Mógłbym powiedzieć, że całkowicie zgadzam się z Piotrem Najzerem i zakończyć temat, decydując się na blogową notatkę. Ale i na mojej „fejsbukowej ścianie”, po udostępnieniu rzeczonego filmu wraz z wpisem, zaroiło się od różnorakich opinii… Często, jak dziś stało się już normą, są to zwykłe obelgi, zastępujące normalną wymianę myśli (to znak czasów, w których agresja internetowego hejtu wypiera dyskusję, owocującą dobrymi pomysłami dla wszystkich). Warto więc pochylić się głębiej nad przypadkiem p. Najzera pytając, jakimi wnioskami dla wszystkich może on pro publico bono zaowocować.

Pokrótce – p. Najzer, zatrzymany przez policjanta do „kontroli trzeźwości” odmówił poddania się jej. Przywoławszy stosowne przepisy oświadczył funkcjonariuszowi, że ten ma prawo jedynie w uzasadnionych przypadkach zażądać od kierowcy dmuchania w alkomat.
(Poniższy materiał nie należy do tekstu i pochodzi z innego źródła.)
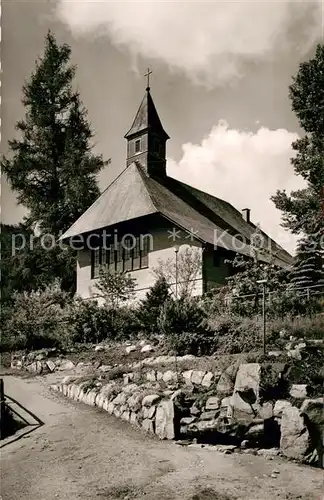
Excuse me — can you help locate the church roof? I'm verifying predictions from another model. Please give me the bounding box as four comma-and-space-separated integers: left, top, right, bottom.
60, 162, 293, 266
125, 87, 169, 139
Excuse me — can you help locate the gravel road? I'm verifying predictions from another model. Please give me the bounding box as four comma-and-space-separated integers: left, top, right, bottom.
1, 376, 324, 500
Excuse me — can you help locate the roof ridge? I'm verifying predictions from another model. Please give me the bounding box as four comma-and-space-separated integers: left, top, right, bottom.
133, 161, 161, 213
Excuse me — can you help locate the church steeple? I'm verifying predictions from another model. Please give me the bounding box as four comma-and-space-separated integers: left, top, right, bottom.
125, 71, 169, 177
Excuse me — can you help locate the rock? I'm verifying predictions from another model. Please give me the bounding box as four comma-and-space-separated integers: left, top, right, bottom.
258, 401, 273, 420
57, 359, 75, 371
273, 399, 292, 417
213, 444, 237, 453
300, 397, 324, 431
129, 411, 138, 425
300, 398, 324, 467
142, 394, 161, 407
289, 384, 307, 399
201, 372, 214, 387
287, 349, 302, 361
180, 417, 197, 425
35, 352, 47, 361
87, 389, 98, 406
234, 363, 261, 401
142, 418, 154, 434
121, 410, 130, 422
99, 365, 111, 373
27, 361, 43, 375
127, 393, 142, 411
112, 392, 127, 405
95, 345, 106, 352
107, 401, 115, 415
143, 406, 156, 419
268, 351, 283, 358
191, 370, 206, 385
188, 419, 218, 434
46, 359, 56, 372
146, 370, 156, 382
125, 345, 136, 354
75, 362, 93, 375
205, 396, 220, 410
199, 410, 218, 420
114, 406, 122, 418
216, 372, 234, 396
141, 344, 155, 353
280, 406, 310, 460
257, 448, 280, 458
245, 424, 264, 440
155, 400, 175, 439
163, 370, 178, 384
182, 370, 193, 385
123, 373, 134, 385
190, 405, 201, 416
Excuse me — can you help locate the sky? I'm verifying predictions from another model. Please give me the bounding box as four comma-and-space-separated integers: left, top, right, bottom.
1, 0, 324, 252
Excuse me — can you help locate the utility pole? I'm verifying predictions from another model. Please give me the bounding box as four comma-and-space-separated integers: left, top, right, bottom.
174, 245, 179, 299
257, 280, 267, 356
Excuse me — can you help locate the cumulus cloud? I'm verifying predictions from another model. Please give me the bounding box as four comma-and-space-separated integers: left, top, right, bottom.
56, 0, 322, 86
168, 121, 304, 252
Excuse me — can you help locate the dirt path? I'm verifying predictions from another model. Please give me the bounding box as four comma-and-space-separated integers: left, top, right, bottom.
1, 377, 323, 500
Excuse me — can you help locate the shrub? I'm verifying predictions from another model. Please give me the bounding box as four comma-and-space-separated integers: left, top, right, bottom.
1, 283, 71, 351
166, 332, 217, 356
71, 298, 140, 343
157, 298, 205, 334
138, 277, 170, 333
96, 267, 136, 309
206, 314, 262, 354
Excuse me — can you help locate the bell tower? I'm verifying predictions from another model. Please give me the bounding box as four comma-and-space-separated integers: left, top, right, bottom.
125, 70, 169, 177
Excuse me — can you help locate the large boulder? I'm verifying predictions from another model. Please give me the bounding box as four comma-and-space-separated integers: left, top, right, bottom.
300, 398, 324, 467
280, 406, 310, 460
216, 372, 234, 397
56, 359, 75, 371
228, 363, 261, 422
155, 400, 175, 439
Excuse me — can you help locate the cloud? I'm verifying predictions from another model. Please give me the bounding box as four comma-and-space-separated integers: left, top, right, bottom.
168, 121, 304, 252
56, 0, 322, 86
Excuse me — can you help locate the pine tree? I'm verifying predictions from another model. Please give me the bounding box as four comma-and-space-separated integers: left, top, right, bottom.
272, 44, 324, 283
289, 232, 324, 288
1, 32, 104, 289
2, 32, 103, 235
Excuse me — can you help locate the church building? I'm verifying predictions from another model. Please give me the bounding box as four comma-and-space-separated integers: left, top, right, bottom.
61, 81, 293, 299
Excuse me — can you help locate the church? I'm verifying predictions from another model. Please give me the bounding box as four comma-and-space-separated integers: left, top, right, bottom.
60, 80, 293, 300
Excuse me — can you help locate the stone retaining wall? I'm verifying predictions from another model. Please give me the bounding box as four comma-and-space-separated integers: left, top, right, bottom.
8, 346, 324, 466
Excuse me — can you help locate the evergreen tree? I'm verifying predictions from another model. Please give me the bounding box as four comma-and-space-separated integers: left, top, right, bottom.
289, 236, 324, 288
1, 32, 104, 288
272, 44, 324, 282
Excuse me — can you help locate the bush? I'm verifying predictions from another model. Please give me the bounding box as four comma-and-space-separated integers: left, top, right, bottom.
71, 298, 140, 343
157, 298, 205, 335
138, 277, 170, 333
206, 314, 262, 354
1, 283, 71, 351
166, 332, 217, 356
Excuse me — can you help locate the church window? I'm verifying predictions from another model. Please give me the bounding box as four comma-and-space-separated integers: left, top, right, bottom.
91, 237, 149, 278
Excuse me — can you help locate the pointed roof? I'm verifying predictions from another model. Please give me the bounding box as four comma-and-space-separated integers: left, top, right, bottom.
60, 162, 293, 267
60, 163, 156, 240
124, 87, 169, 139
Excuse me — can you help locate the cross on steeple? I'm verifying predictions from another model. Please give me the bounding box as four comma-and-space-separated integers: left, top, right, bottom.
144, 68, 152, 91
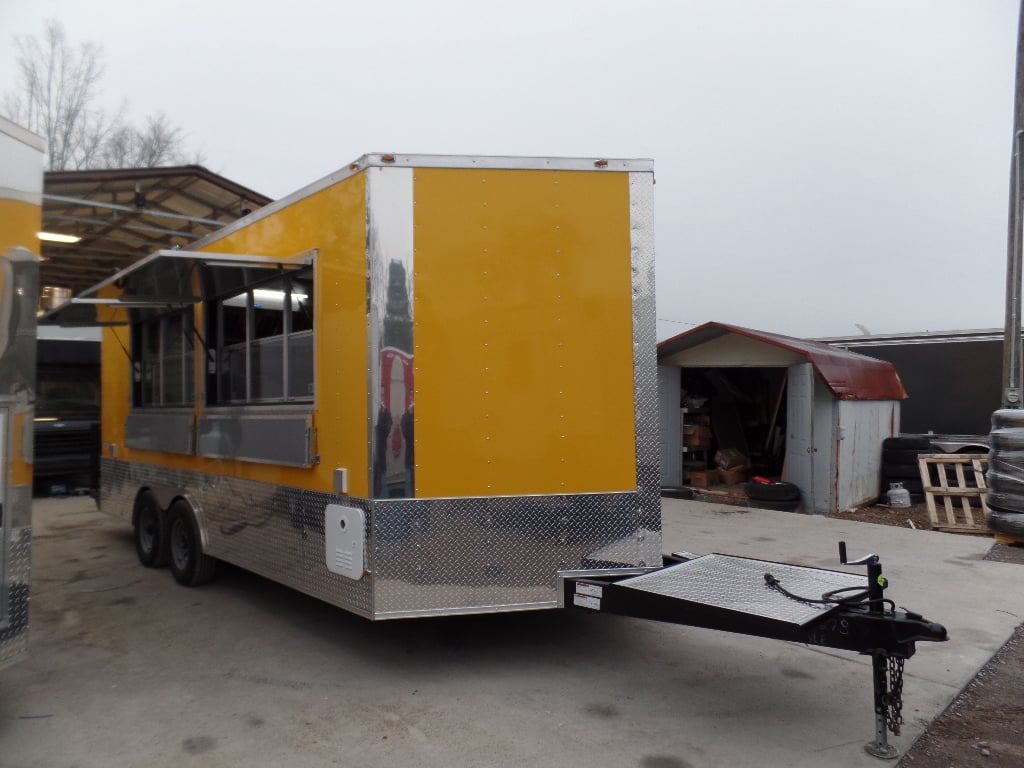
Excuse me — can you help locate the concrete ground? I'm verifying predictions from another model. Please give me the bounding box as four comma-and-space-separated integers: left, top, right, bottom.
0, 498, 1024, 768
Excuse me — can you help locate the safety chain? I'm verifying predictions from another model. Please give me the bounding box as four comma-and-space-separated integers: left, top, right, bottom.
882, 656, 906, 736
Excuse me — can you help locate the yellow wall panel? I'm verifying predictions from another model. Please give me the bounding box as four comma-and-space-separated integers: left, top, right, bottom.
414, 169, 637, 497
103, 174, 369, 497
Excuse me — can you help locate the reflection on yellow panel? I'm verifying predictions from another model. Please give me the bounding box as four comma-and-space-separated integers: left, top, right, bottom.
414, 169, 637, 498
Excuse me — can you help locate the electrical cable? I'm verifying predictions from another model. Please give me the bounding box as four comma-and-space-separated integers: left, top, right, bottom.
765, 573, 896, 613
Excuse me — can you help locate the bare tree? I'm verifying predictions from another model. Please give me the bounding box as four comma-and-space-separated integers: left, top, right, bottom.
97, 112, 202, 168
4, 20, 200, 170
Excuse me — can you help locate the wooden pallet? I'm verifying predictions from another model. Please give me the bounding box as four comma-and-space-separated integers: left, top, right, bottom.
918, 454, 989, 534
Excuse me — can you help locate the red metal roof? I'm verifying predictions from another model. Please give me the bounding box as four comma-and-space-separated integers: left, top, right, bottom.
657, 323, 907, 400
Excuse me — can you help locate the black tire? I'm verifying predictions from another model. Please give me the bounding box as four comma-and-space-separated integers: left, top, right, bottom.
748, 499, 800, 512
881, 475, 925, 499
882, 464, 921, 477
167, 499, 217, 587
992, 408, 1024, 431
987, 490, 1024, 515
882, 436, 932, 454
132, 490, 168, 568
662, 485, 693, 499
988, 509, 1024, 539
882, 449, 929, 465
743, 480, 800, 502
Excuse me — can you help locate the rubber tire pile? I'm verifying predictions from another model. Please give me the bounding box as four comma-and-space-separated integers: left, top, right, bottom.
985, 409, 1024, 538
879, 437, 940, 504
743, 480, 800, 512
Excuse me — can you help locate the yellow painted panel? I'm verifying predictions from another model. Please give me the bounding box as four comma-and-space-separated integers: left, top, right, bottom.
0, 198, 42, 256
413, 169, 637, 498
103, 174, 369, 497
0, 198, 42, 485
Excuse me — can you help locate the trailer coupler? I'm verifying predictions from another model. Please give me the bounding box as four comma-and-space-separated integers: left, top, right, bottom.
562, 542, 946, 759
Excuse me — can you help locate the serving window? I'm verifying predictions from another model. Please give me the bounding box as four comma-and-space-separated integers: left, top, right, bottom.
207, 269, 313, 406
131, 307, 196, 408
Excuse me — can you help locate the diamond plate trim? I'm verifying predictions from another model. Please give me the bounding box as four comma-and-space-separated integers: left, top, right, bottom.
100, 458, 657, 618
630, 172, 662, 565
620, 555, 867, 627
0, 512, 32, 669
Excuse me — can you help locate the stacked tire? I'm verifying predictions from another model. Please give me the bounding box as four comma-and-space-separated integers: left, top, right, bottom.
985, 409, 1024, 539
743, 480, 800, 512
879, 436, 936, 504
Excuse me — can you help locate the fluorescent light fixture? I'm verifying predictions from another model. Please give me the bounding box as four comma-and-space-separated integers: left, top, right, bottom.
39, 232, 82, 243
224, 288, 309, 309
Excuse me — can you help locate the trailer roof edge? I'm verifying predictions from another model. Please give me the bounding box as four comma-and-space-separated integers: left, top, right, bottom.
191, 153, 654, 249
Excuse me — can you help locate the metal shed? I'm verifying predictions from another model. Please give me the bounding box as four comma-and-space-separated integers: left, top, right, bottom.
657, 323, 906, 514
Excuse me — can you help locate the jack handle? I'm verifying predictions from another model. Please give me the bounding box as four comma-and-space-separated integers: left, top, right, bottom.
839, 542, 889, 613
839, 542, 880, 565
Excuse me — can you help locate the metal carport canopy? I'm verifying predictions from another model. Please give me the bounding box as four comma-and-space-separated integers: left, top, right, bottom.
657, 322, 907, 400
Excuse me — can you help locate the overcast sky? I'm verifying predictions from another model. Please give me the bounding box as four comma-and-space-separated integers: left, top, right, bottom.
0, 0, 1019, 339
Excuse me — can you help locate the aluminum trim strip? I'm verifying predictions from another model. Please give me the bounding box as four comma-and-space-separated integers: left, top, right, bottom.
630, 172, 662, 565
77, 247, 316, 299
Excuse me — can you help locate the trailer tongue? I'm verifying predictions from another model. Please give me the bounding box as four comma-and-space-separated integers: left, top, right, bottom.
562, 542, 946, 759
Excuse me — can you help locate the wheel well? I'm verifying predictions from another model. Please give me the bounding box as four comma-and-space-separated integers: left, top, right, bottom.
131, 485, 153, 526
167, 493, 210, 552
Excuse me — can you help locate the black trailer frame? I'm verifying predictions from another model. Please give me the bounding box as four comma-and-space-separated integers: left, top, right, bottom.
561, 542, 947, 759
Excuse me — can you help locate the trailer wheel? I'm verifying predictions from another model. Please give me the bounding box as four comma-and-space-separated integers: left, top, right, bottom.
746, 499, 801, 512
167, 499, 217, 587
132, 490, 168, 568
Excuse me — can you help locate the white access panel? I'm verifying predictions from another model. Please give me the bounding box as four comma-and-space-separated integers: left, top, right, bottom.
324, 504, 367, 580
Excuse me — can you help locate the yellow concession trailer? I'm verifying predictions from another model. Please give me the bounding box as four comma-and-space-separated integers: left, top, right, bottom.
64, 155, 662, 620
0, 118, 45, 668
52, 155, 946, 757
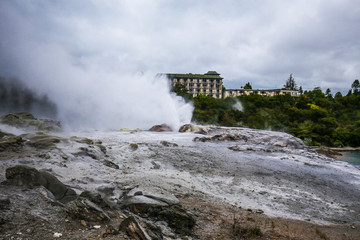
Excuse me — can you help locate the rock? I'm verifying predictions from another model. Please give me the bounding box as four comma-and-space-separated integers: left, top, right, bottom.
0, 129, 14, 139
0, 195, 10, 210
80, 191, 109, 208
129, 143, 139, 151
103, 160, 120, 169
121, 188, 195, 235
0, 132, 24, 152
72, 147, 98, 160
80, 220, 86, 227
119, 188, 180, 213
119, 216, 153, 240
70, 136, 95, 145
150, 205, 195, 235
0, 112, 61, 132
160, 141, 179, 147
179, 124, 211, 134
179, 124, 191, 132
53, 232, 62, 238
102, 225, 119, 238
70, 136, 106, 154
21, 132, 64, 149
6, 165, 77, 203
255, 209, 264, 214
66, 197, 110, 222
193, 134, 248, 142
149, 123, 173, 132
151, 161, 161, 169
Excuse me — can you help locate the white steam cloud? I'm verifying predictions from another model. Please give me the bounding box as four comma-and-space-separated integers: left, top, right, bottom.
0, 1, 193, 130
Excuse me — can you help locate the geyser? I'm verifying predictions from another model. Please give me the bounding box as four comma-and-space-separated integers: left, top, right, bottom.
0, 1, 192, 130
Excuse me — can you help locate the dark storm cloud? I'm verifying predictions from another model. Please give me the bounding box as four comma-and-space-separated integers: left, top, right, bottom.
0, 0, 360, 95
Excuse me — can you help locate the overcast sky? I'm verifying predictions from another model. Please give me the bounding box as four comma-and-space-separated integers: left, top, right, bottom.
0, 0, 360, 93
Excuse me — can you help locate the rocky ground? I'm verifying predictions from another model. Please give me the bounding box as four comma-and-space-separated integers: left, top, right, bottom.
0, 114, 360, 239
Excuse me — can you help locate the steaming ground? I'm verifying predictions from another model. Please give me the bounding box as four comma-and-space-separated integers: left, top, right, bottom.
0, 128, 360, 223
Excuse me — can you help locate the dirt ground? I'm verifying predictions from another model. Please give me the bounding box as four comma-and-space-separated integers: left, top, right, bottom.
178, 196, 360, 240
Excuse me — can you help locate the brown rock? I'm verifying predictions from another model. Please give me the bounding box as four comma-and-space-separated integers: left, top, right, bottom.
149, 123, 173, 132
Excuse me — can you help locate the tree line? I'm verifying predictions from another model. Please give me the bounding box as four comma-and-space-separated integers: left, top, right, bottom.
172, 78, 360, 147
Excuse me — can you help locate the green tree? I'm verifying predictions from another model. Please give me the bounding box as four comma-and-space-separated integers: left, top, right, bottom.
243, 82, 252, 89
335, 92, 342, 98
351, 79, 360, 95
284, 73, 298, 90
325, 88, 332, 98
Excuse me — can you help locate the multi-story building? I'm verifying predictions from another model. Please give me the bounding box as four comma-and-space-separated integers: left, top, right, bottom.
224, 88, 301, 98
166, 71, 223, 98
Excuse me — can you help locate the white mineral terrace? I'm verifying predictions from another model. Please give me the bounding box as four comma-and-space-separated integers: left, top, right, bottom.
0, 128, 360, 223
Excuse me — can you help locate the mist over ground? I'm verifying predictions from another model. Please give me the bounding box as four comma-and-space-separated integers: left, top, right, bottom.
0, 76, 57, 119
0, 1, 193, 130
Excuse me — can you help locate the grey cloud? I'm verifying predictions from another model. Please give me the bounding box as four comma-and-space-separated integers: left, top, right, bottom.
0, 0, 360, 98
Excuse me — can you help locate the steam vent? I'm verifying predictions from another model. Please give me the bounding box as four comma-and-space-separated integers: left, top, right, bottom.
166, 71, 223, 98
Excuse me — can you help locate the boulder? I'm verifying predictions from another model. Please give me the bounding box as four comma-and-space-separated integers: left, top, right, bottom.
0, 195, 10, 210
0, 112, 61, 132
103, 160, 120, 169
121, 188, 195, 235
5, 165, 77, 203
150, 205, 195, 235
80, 191, 109, 208
20, 132, 64, 149
149, 123, 173, 132
119, 216, 153, 240
66, 197, 110, 223
120, 188, 180, 212
0, 131, 23, 152
193, 134, 248, 142
179, 124, 212, 134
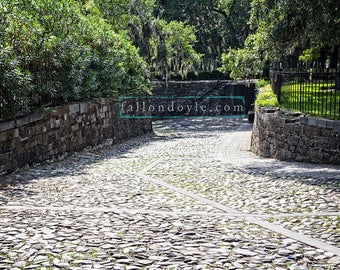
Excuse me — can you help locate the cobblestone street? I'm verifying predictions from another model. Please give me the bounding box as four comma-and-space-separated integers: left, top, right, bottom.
0, 118, 340, 270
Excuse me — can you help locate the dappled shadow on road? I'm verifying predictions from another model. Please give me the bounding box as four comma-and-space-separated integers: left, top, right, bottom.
0, 118, 340, 202
232, 156, 340, 192
0, 118, 244, 201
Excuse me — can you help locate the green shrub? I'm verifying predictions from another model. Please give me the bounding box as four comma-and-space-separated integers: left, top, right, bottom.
255, 84, 280, 107
0, 0, 152, 119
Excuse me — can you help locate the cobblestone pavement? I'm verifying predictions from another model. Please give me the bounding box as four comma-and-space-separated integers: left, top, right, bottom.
0, 119, 340, 270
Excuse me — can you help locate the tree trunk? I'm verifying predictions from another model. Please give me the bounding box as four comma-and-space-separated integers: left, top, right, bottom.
329, 45, 340, 69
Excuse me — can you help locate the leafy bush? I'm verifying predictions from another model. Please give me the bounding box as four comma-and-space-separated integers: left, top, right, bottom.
255, 84, 279, 107
0, 0, 151, 119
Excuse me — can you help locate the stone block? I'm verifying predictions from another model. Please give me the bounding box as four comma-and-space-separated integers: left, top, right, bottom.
307, 117, 318, 127
15, 113, 43, 126
0, 121, 15, 132
334, 121, 340, 133
69, 103, 79, 114
79, 102, 87, 113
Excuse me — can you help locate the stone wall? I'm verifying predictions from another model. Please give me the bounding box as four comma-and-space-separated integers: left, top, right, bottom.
251, 108, 340, 164
0, 99, 152, 175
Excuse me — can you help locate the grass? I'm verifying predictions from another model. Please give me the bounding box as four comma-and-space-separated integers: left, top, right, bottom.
281, 81, 340, 119
255, 84, 280, 107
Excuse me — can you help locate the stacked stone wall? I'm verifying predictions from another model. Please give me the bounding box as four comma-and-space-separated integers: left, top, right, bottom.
0, 99, 152, 175
251, 108, 340, 164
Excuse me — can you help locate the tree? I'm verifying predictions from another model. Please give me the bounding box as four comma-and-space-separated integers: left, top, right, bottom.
0, 0, 152, 120
155, 0, 251, 70
220, 0, 340, 76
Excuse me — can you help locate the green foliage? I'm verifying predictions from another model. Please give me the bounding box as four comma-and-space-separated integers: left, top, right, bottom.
154, 0, 251, 70
0, 0, 151, 118
150, 20, 201, 79
223, 0, 340, 77
255, 84, 280, 107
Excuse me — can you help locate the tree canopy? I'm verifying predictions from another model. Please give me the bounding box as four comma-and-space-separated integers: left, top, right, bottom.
0, 0, 340, 119
223, 0, 340, 78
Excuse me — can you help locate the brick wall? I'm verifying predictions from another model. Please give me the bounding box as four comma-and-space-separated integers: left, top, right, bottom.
251, 108, 340, 164
0, 99, 152, 175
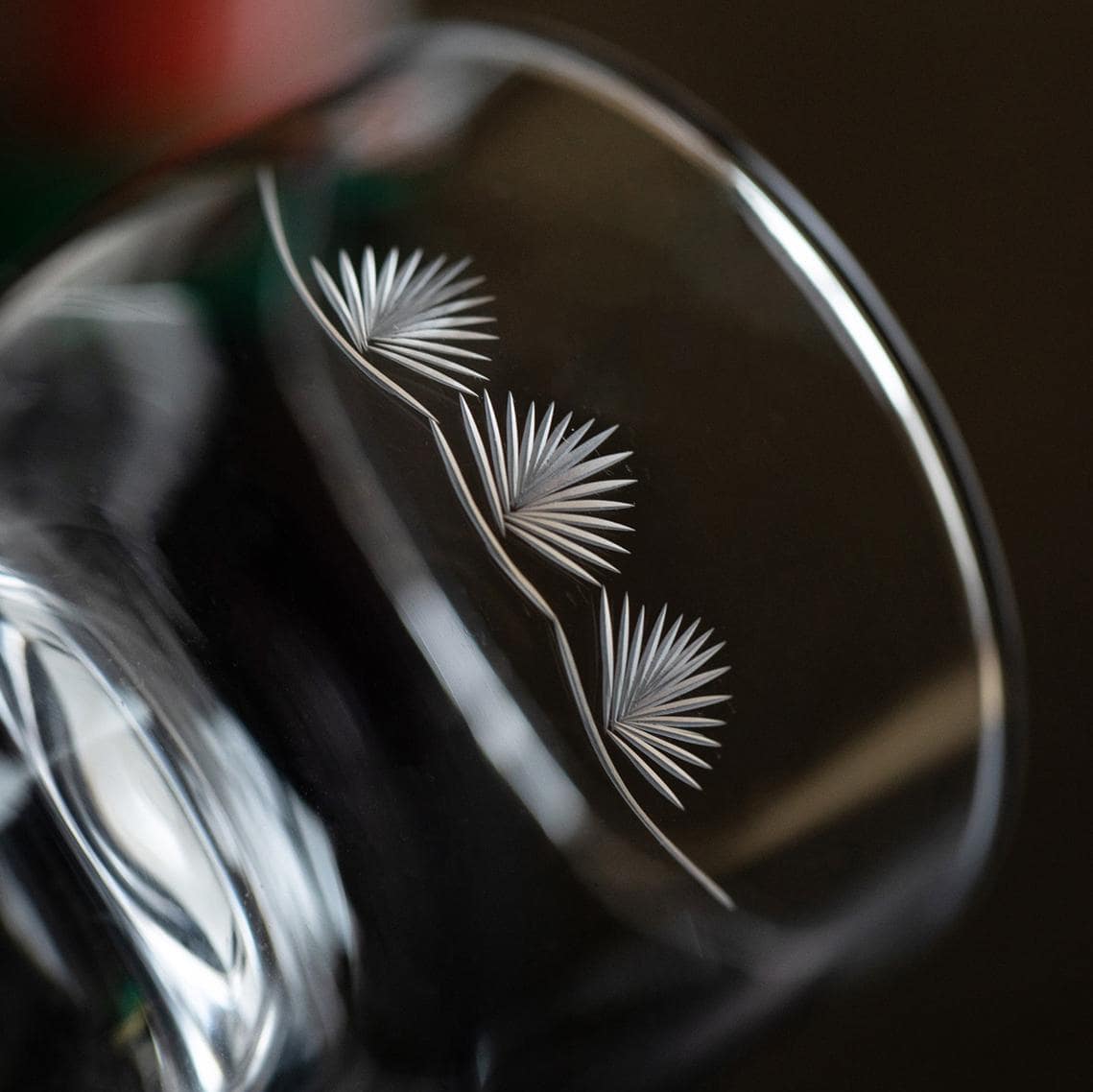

Policjant, nieco opieszały w swej świadomości (kwestia HR, obowiązującego w naszej Policji to odrębny temat, wart potraktowania kolejnym tekstem), zasłonił się rozporządzeniem własnego szefa, który kazał mu zatrzymywać kierowców „do dmuchania”. Pan Najzer powiedział, że prawo nie pozwala na takie traktowanie zatrzymanego do kontroli – i odjechał. Słuszność tych argumentów (w Polsce faktycznie Policja nie ma prawa zatrzymywać kierowców wyłącznie w celu sprawdzenia trzeźwości – ot, tak sobie) potwierdziły: niezależna opinia Rzecznika Praw Obywatelskich oraz kilku ekspertów, deliberujących w studio telewizyjnym nad wywołanym przypadkiem.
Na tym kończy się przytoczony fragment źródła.